Laura Pontius, Albion, Ind., has found her legal career moving increasingly toward public education. This fall, her speaking gigs will include teaching Environmental Policy and Politics in Merry Lea’s Sustainability Leadership Semester (SLS).
Students in the SLS live at Merry Lea’s Rieth Village for the fall semester, taking the same block of courses, exploring the region and meeting leaders involved in positive change. The program is interdisciplinary because the complex environmental challenges it deals with require collaboration from many perspectives.
What does immigration law have to do with sustainability? Increased global migration caused by climate change is the connecting point.
“We are seeing a major increase to climate migrants and refugees in recent years, with large amounts of movement coming from around the equator,” Laura says.
Policy responds to climate change
Laura’s SLS course will look at how policy is formed at the international, national, state and local levels. At the international level, the group will study the effect climate change has on global migration patterns. Regionally, students may meet with a legislator working with state-level policy or examine how a city is approaching climate change through enacted regulations and policies.
Laura has practiced immigration law ever since she finished law school. She has shepherded immigrants through the Deferred Action for Childhood Arrivals process; helped reunite marriage partners and worked with corporations on employment-based immigration. Asylum cases, trafficking cases and student visas have also been part of her workday.
Addressing fear and anxiety
Currently, Laura sees fewer clients and devotes more of her time to the Fort Wayne office of the Neighborhood Christian Legal Clinic.

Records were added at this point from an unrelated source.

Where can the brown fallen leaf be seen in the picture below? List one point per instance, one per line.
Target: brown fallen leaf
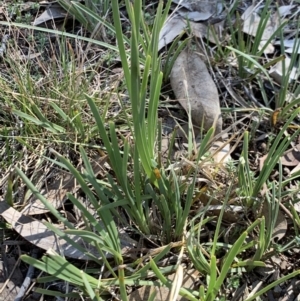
(171, 29)
(194, 88)
(38, 234)
(9, 287)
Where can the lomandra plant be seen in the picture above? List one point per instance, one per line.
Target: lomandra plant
(138, 183)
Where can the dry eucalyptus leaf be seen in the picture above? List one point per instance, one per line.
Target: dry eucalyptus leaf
(194, 88)
(10, 290)
(204, 7)
(291, 157)
(171, 29)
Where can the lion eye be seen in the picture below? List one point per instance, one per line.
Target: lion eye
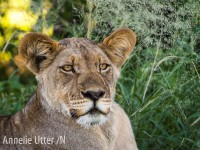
(67, 68)
(103, 66)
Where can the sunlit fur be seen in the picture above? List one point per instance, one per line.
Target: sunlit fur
(59, 106)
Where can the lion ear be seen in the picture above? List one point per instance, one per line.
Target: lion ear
(37, 51)
(119, 45)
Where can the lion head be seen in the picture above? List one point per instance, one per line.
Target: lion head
(75, 75)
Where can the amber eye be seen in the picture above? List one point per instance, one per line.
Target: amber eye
(103, 66)
(67, 68)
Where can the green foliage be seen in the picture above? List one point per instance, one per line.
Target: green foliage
(159, 85)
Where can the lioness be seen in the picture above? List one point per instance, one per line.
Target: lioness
(73, 107)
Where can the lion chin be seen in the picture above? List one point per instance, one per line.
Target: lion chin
(88, 120)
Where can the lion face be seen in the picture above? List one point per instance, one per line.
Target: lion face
(77, 76)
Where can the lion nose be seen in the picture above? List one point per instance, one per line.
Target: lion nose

On September 19, Welcoming Fort Wayne recognized her work on public education with a diversity award for community organization. The award recognized both Laura’s work educating the immigrant community about their legal options and a new program she helped launch that educates churches, non-profits and other community members about immigration. In both cases, Laura’s job involves dispelling rumors and demystifying what people hear in the mainstream media. She tries to address the fear and anxiety present in immigrant and non-immigrant communities alike.
Meanwhile, the SLS students await their policy course, which falls in November.
“I’m excited to learn ways that I might be able to help influence a political system that feels so far beyond my control!” says Christian Gehman, a Goshen College senior.